Nir, can I assign to you? Should it be on post?
Taken
(In reply to Nir Soffer from comment #3) > Taken Thanks. Highly appreciated!
(In reply to Nir Soffer from comment #1) > Setting severity to high since this can fail some flows when non-ascii > values are sent from engine. This seems the underlying bug: Engine sending unadorned binary data as strings violates jsonrpc spec. If we take the suggested patch as a stop-gap measure to avoid a 3.6 regression, we should include a logging mechanism to catch such cases and fix them in Engine.
(In reply to Dan Kenigsberg from comment #5) > (In reply to Nir Soffer from comment #1) > > Setting severity to high since this can fail some flows when non-ascii > > values are sent from engine. > > This seems the underlying bug: Engine sending unadorned binary data as > strings violates jsonrpc spec. JSON string is unicode [1] - can you show where the jsonrpc spec [2] forbids unicode strings? Also vdsm schema does not mention anything about unicode values. If we forbid them it should be documented. > If we take the suggested patch as a stop-gap > measure to avoid a 3.6 regression, we should include a logging mechanism > to catch such cases and fix them in Engine. Warning about unicode values is expensive, requires recursive search in arguments dict in jsonrpc, and manual checking of the argument in xmlrpc. We can enhance the password protection code to warn about unicode values. But I think we better spend time on useful features and handle this in the schema. [1] http://www.json.org/ [2] http://www.jsonrpc.org/specification
We are investigating a different direction, that will allow using the built-in json library safely, and be more compatible with Python 3.
String to use the json built-in library expose this issue, but it is not the root cause. The root cause is mixing unicode and utf8 encoded strings, while python default encoding in Python 2 is ascii. Each time a string is encoded using str() or decoded using unicode() or x.decode() without specifying the encoding, python default to 'ascii'. It seems that changing the default encoding is a quick fix avoiding these issues, until vdsm is fixed to never mix unicode and encoded strings.
Missing backport to 3.6 branch, moving to post
Nir - what's the status of this one?
(In reply to Oved Ourfali from comment #11) > Nir - what's the status of this one?
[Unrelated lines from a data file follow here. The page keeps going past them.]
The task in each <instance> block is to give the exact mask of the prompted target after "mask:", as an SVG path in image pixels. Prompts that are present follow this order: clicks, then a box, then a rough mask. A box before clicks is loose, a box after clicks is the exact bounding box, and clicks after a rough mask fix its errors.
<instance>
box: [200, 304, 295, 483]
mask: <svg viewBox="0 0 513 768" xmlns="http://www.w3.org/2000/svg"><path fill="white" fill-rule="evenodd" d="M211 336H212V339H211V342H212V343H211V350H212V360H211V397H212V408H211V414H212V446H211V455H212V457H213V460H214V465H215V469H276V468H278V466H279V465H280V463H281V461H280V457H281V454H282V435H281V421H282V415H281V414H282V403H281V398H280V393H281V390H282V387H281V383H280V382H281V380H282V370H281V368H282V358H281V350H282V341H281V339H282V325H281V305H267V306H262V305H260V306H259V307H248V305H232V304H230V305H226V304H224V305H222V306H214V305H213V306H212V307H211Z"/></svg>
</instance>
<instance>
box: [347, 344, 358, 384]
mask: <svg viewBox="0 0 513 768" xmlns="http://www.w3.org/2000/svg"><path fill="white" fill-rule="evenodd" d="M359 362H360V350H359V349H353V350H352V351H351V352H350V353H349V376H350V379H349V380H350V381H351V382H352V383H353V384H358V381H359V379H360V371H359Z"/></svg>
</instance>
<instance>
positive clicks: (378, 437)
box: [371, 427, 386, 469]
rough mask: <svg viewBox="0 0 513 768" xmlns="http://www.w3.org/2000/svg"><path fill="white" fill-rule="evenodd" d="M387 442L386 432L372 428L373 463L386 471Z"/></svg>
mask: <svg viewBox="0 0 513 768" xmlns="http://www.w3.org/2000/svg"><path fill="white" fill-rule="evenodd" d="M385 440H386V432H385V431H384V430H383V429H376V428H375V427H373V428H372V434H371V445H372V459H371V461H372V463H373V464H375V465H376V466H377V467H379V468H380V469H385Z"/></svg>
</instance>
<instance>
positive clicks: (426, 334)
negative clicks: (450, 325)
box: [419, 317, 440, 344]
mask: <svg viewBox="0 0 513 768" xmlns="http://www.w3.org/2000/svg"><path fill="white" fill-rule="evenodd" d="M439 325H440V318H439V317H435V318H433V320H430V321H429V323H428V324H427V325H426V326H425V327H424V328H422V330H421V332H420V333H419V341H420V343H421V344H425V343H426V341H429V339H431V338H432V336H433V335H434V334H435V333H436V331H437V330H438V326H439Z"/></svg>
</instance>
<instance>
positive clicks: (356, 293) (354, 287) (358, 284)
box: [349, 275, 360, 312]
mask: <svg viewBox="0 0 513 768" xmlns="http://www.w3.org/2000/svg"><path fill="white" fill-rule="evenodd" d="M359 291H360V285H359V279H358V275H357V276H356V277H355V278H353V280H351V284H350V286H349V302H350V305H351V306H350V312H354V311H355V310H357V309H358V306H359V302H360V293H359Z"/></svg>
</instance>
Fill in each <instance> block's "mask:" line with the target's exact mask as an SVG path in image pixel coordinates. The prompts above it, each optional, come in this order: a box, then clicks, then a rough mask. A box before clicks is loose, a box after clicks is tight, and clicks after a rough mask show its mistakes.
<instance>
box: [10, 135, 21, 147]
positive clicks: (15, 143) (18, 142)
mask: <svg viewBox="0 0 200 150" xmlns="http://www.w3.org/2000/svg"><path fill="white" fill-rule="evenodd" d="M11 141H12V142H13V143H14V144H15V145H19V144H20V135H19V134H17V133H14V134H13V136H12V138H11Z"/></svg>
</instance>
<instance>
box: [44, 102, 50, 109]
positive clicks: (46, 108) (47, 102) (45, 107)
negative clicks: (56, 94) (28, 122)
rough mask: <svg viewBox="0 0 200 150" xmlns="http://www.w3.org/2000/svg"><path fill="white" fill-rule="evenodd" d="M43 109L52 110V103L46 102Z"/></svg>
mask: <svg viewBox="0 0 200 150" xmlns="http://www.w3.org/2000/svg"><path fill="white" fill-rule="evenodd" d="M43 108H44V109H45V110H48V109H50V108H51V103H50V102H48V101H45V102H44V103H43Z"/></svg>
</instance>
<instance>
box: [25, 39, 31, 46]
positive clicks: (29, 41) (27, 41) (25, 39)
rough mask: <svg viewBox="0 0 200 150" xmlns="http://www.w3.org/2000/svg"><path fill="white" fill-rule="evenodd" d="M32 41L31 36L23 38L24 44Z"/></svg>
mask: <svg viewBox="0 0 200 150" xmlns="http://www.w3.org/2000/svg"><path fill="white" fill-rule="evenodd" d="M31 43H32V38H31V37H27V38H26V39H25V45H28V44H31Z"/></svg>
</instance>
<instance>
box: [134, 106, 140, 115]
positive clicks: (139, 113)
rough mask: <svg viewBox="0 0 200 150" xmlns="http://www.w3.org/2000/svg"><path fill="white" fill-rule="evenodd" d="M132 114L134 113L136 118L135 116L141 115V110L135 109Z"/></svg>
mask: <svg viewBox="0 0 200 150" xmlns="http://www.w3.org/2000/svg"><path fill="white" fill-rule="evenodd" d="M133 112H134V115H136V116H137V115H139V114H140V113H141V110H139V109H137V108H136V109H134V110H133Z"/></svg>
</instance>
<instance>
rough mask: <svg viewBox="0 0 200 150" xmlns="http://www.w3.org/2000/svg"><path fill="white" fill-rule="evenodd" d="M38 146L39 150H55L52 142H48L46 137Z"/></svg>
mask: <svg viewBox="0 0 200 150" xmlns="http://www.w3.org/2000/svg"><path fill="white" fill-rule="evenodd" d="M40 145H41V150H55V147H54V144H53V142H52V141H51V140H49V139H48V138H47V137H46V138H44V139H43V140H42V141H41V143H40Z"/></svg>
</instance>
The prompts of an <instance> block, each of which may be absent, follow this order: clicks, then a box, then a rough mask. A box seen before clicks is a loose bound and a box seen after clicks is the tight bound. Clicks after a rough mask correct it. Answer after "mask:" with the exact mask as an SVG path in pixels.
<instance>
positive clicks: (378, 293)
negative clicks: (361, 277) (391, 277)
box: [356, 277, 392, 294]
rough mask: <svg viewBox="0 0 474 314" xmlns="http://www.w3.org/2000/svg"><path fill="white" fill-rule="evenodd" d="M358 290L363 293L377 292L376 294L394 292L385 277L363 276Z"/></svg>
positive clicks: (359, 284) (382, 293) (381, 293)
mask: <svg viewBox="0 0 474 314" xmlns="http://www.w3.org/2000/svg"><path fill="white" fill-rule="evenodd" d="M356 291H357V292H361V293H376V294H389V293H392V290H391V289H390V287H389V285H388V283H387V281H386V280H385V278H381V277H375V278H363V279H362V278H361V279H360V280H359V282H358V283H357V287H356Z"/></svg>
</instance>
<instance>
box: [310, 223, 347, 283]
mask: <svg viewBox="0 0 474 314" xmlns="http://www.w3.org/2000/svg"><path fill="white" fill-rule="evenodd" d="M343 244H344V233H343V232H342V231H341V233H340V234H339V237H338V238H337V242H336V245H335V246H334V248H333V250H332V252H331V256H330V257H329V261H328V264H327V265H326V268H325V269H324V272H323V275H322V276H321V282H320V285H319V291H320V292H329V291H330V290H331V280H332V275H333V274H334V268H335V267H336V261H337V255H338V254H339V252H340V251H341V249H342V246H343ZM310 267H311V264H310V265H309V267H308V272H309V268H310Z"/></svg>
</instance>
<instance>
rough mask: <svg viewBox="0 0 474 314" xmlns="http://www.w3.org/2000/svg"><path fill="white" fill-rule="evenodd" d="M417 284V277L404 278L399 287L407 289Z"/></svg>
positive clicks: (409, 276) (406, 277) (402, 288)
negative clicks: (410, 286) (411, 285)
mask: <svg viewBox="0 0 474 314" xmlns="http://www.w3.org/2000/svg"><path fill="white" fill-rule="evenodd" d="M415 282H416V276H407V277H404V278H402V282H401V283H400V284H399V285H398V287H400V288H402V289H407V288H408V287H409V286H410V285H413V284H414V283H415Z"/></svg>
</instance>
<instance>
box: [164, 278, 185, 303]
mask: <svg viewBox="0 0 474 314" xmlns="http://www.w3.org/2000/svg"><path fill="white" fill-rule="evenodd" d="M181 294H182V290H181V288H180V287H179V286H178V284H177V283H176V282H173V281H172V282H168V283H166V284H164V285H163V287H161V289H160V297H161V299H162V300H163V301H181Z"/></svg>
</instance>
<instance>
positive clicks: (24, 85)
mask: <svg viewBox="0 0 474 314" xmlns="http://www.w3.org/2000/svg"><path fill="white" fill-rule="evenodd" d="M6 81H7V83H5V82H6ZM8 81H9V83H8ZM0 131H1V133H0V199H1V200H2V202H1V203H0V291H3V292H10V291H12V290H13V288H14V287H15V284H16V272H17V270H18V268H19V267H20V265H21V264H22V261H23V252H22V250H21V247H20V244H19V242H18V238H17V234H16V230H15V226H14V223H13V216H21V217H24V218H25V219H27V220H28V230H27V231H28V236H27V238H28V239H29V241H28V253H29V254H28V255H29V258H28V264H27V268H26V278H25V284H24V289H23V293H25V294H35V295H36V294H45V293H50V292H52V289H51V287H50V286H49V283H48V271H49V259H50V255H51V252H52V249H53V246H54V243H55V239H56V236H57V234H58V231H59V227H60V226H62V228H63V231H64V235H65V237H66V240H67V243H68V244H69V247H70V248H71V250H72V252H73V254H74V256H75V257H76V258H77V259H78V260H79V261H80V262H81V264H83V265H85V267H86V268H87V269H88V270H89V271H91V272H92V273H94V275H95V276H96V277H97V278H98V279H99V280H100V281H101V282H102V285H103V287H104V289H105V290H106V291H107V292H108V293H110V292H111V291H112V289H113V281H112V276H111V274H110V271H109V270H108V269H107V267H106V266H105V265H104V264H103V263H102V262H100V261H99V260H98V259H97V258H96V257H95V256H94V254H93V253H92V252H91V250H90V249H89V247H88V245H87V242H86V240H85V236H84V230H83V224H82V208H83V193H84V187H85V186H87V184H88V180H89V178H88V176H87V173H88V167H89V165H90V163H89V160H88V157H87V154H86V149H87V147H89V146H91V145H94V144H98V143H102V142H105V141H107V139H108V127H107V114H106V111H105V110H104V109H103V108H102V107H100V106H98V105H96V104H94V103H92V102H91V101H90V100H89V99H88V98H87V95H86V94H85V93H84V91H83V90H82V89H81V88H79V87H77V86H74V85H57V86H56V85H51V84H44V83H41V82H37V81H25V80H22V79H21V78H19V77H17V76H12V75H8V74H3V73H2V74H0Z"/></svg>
Fixed in master. This fix is required for supporting non-ascii vm name, but libvirt does does not support it yet. See https://gerrit.ovirt.org/48570 Do you want to backport it?
Okay. Moving to 3.6.3, hoping this will get into libvirt by then. If you can backport the merged patch that would be great.
(In reply to Oved Ourfali from comment #13) > Okay. Moving to 3.6.3, hoping this will get into libvirt by then. If bug 1285720 is resolved, this fix is good enough to allow vms with non-acsii names. > If you can backport the merged patch that would be great. Patch is ready for merging to 3.6.
Verified with: vdsm-4.17.18-0.el7ev.noarch From vdsm log: Thread-47::INFO::2016-01-21 13:04:06,489::logUtils::48::dispatcher::(wrapper) Run and protect: connectStoragePool(spUUID='00000001-0001-0001-0001-0000000001a8', hostID=1, msdUUID='ad2d4bfe-5683-4d40-84e1-80522e030890', masterVersion=1, domainsMap={'ad2d4bfe-5683-4d40-84e1-80522e030890': 'active'}, options=None)